Unlike late-diagnosed adults, younger generations are more aware of their needs and more willing to articulate expectations. If workplaces continue to treat neurodivergent employees as a niche concern instead of a structural reality, they will lose talent. Research consistently shows that neurodivergent professionals bring strengths in creativity, innovation, and complex problem-solving. Our unique perceptive abilities are part of what makes us so freaking cool!
Stop Individualizing Systemic Friction
When a neurodivergent employee advocates for themselves and experiences backlash, the problem is not fragility.
It’s a workplace culture that:
Confuses directness with disrespect.
Protects hierarchy over fairness.
Relies on ambiguity as control.
Labels clarity as a threat.
Self-advocacy without structural safety is exposure. If organizations truly want neuroinclusive workplaces, the burden cannot rest on employees to navigate social landmines perfectly.
The question shouldn’t be:
“Why didn’t you advocate better?”
The question is:
“Why did the system punish clarity?”
For neurodivergent professionals reading this: If advocating for yourself costs you something, you weren’t dramatic, difficult, or broken.

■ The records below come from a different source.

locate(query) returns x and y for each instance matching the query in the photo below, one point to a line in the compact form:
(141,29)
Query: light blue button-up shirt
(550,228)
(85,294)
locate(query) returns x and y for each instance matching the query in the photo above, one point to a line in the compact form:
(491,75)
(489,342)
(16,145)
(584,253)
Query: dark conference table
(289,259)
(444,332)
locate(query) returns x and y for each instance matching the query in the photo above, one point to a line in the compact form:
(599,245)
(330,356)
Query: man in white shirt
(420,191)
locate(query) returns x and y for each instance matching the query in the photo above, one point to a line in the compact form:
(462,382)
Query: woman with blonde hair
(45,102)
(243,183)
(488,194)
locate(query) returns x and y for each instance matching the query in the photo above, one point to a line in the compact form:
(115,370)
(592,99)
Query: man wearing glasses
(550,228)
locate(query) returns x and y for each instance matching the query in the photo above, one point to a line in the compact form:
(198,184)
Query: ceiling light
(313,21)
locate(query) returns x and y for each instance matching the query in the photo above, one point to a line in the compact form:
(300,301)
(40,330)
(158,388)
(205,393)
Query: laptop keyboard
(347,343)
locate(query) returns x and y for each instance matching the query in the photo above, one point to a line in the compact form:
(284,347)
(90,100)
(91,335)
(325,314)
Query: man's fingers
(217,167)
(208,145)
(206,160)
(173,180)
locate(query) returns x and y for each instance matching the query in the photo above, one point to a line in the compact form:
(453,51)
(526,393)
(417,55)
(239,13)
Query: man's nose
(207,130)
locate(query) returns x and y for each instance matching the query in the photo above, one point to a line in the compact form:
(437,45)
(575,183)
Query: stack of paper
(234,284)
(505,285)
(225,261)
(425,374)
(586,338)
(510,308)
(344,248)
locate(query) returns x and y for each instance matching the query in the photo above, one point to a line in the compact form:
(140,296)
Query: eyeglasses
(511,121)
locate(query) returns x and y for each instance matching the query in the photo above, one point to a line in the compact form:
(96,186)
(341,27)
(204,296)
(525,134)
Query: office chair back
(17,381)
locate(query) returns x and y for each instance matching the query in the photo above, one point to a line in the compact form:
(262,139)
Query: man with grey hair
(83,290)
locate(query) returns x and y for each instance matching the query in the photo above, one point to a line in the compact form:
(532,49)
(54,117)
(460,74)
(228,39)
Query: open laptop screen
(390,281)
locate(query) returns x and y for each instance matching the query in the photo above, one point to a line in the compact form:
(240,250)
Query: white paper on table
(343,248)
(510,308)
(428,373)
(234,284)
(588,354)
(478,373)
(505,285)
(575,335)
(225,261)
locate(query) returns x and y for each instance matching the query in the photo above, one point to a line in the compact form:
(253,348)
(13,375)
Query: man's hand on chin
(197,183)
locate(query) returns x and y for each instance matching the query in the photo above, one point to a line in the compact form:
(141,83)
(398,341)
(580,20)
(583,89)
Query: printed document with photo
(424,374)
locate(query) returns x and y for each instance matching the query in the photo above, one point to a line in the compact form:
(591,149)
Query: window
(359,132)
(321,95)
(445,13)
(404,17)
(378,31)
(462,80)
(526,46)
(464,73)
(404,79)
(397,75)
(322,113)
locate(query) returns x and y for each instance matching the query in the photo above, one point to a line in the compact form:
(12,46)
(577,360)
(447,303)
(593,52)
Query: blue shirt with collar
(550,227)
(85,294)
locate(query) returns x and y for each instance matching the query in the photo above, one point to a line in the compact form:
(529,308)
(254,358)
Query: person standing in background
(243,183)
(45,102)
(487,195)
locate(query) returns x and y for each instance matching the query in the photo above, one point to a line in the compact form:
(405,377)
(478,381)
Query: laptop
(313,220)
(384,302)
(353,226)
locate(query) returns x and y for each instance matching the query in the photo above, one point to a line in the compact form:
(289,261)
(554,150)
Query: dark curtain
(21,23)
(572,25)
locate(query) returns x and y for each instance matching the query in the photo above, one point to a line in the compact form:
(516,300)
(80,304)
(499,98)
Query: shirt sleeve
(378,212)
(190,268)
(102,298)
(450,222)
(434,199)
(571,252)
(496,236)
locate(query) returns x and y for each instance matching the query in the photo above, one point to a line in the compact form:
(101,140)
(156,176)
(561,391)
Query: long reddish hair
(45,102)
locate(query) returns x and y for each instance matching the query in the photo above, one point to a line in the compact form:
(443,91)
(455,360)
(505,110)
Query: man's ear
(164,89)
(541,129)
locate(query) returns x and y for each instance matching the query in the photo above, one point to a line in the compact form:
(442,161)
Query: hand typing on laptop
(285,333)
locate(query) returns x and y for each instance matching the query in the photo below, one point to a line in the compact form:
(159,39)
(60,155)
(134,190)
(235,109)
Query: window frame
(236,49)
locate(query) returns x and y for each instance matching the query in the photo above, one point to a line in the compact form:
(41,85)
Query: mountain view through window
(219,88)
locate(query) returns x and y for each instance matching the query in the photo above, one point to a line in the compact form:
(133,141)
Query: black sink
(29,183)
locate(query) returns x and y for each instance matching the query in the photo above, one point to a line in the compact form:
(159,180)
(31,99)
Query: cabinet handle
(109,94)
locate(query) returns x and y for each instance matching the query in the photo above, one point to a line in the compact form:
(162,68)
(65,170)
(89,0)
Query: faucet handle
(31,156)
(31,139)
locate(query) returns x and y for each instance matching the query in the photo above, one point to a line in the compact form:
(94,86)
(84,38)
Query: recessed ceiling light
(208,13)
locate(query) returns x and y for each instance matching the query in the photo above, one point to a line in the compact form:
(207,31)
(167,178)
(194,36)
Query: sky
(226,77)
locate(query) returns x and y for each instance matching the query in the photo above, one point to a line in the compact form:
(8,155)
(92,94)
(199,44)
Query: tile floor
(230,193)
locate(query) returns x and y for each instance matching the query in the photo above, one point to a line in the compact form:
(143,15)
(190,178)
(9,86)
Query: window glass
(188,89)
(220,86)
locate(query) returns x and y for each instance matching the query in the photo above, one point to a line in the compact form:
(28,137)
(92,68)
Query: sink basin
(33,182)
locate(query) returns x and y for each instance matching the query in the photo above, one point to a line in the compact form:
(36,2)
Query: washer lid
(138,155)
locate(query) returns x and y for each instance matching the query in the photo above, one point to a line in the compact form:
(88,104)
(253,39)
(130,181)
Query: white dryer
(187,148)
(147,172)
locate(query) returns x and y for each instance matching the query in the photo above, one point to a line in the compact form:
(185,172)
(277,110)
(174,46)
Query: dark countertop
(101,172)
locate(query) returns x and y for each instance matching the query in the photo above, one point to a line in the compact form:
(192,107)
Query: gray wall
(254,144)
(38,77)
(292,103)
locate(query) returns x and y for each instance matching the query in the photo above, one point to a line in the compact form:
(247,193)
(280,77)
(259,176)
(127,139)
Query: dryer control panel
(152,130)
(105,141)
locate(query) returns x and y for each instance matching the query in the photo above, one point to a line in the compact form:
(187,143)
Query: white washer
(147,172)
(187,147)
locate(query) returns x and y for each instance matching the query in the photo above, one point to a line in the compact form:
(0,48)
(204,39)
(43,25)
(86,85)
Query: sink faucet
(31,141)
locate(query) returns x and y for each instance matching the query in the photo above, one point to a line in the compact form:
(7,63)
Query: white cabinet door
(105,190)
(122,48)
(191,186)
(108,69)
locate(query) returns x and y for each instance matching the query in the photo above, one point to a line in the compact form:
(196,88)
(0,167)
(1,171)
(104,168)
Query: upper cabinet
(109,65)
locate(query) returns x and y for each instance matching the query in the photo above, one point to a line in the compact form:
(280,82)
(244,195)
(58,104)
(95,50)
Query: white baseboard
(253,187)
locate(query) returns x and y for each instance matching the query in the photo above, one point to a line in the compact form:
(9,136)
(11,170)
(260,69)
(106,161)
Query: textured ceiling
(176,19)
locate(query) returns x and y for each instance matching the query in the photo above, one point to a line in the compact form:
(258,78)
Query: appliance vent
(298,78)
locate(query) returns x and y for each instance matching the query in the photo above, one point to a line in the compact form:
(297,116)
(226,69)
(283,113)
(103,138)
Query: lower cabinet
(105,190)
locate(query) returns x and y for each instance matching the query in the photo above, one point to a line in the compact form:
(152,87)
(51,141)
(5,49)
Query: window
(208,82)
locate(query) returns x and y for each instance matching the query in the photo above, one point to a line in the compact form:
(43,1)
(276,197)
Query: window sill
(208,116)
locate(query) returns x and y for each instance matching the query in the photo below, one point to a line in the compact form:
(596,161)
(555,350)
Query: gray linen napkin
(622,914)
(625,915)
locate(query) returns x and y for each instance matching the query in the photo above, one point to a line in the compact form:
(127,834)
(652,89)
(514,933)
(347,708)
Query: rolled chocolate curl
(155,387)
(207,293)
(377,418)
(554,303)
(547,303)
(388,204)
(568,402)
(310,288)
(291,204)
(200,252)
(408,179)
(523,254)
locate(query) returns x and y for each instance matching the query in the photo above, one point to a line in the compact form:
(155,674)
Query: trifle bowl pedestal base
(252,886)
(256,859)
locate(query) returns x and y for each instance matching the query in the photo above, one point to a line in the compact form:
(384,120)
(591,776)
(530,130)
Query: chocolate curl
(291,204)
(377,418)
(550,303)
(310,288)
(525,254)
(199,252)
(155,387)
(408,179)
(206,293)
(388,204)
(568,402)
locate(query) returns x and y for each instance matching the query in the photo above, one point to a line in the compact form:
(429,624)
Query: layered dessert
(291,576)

You were navigating a system that was never designed with you in mind, and the responsibility to change that system does not rest solely on you.
If this resonates, I’m continuing this series on neurodivergence in corporate environments, focusing on structural barriers, documentation, psychological safety, and redefining professionalism. The problem isn’t that neurodivergent employees need to “try harder,” the system needs to do better.